Trained veterinarian Elma Sikala of FAO in Zimbabwe was one of those who attended the course. Elma has a passion for wildlife preservation and ensures that rural communities living adjacent to wildlife conservation areas live in harmony with nature for their mutual benefit.

“The main highlights were seeing the large wildlife numbers supported on the 50 000 hectare Malilangwe Wildlife Reserve, including the “Big Five” (elephant, lion, black rhinoceros, buffalo and leopard) and many other species. A highly qualified professional group of wildlife veterinarians and managers ran the course, giving in-depth coverage of wildlife field handling procedures, boma-capture methods, practical use of firearms for darting, helicopter darting (yes, everyone gets a turn darting from the chopper!), immobilization of the big five, laboratory, necropsy and animal disease diagnostic techniques,” says Elma.

“I also learnt that big African cats, such as, leopards, are attracted to Calvin Klein’s fragrance Obsession for Men. This perfume has actually been used to lure big cats to a camera trap. The fragrance itself contains a synthetic version of the chemical compound civetone, which occurs naturally in the scent glands of the Asian civet mammal, and which is important for territorial markings. So to our male counterparts, a word of caution, please beware on your next safari!”

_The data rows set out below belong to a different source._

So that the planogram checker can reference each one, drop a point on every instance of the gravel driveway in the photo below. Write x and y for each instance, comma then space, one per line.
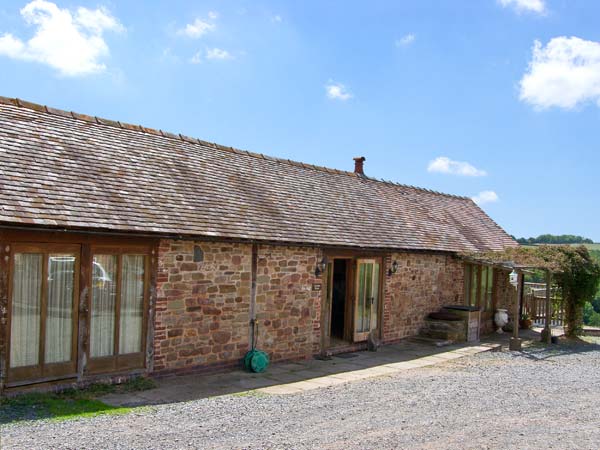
539, 399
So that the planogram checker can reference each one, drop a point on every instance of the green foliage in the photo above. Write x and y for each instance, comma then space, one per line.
579, 281
591, 316
68, 404
576, 273
555, 239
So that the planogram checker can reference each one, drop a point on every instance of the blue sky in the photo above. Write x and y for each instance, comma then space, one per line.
493, 99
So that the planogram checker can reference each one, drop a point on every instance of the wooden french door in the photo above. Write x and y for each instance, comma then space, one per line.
366, 304
119, 299
43, 297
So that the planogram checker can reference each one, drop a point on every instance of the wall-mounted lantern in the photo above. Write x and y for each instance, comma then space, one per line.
321, 266
393, 269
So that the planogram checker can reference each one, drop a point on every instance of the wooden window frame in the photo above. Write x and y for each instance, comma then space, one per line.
482, 288
119, 362
42, 371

FAO Zimbabwe has in the past supported the wildlife sector by providing funds for Global Positioning System (GPS). This helps facilitate the collaring of buffalo in bovine tuberculosis (bTB) research; Communal Wildlife Ranching (CWR) feasibility studies; the production of toolkits for use in human wildlife conflicts and building capacity of wildlife personnel.

“FAO is implementing a project funded by the European Union, and a Technical Cooperation Project to research diseases at the wildlife, human and domestic animal interface and Trans Boundary Diseases (TADs), as well as capacity-building for staff at the Department of National Parks and Wildlife Management.” says Elma.

Yet due to changing human settlement and land use patterns which increasingly encroach into national parks and protected areas, TADs are on the rise. Wild animals are a reservoir for certain viruses, bacteria and parasites affecting humans and domestic animals. Over 60 percent of emerging zoonotic diseases have their origin in wildlife.

For example, wild buffalo can transmit Foot and Mouth Disease (FMD) virus to livestock. The disease has major economic implications, causing production losses and limiting market access to potentially lucrative overseas markets for livestock and beef exports from Zimbabwe. Other diseases threaten the health and livelihoods of neighbouring rural communities and include rabies, brucellosis, bovine Tuberculosis and anthrax.

“As for my final thoughts, animals ought to be treated with respect, without causing unnecessary distress or compromising their welfare, and certainly not for the advancement of personal status. For, as Moss Cass so aptly put it, “We have not inherited this earth from our parents to do with it what we will. We have borrowed it from our children and we must be careful to use it in their interests as well as our own,” concludes Elma.